1
votes

HIVE_CANNOT_OPEN_SPLIT: Error opening Hive split s3://exp-mahesh-sandbox/Demo/Year=2017/Month=1/Day=3/part-00015-d0e1263a-616e-435f-b4f4-9154afb3f07d.c000.snappy.parquet (offset=0, length=12795): Schema mismatch, metastore schema for row column statistical has 17 fields but parquet schema has 9 fields

I have used AWS Glue crawler to get the schema of the Parquet files. Initially I am having few files in the partition Day=1 and Day=2, run crawler and able to query it using Athena. After adding few more files in the partition Day=3, where the schema of file with "statistical"(type:struct) column has some missing fields, Athena throws the above mentioned error. Is there any way to solve this issue.

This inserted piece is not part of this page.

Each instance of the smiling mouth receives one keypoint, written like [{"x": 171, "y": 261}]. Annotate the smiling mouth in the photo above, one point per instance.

I am expecting null value in the missing fields.

I have tried UPDATE THE TABLE DEFINITION IN THE DATA CATALOG option in the crawler, but it gives the same result.

Crawler Settings

1

1 Answers

2
votes

You're getting that error because at least one of your Parquet files has a schema that is either different from the other files that compose the table or from the table's definition itself; it appears to be your "Day=3" partition.

This is a limitation in Athena, that requires that the files that are the data source for a table have the same schema, i.e. all the files' columns need to match Athena's table definition, even struct members.

This error happens despite the Glue crawler running successfully; the table definition is indeed updated by the crawler, but when you execute a query that touches a file with a different schema (e.g. missing a column) you get a HIVE_CANNOT_OPEN_SPLIT error.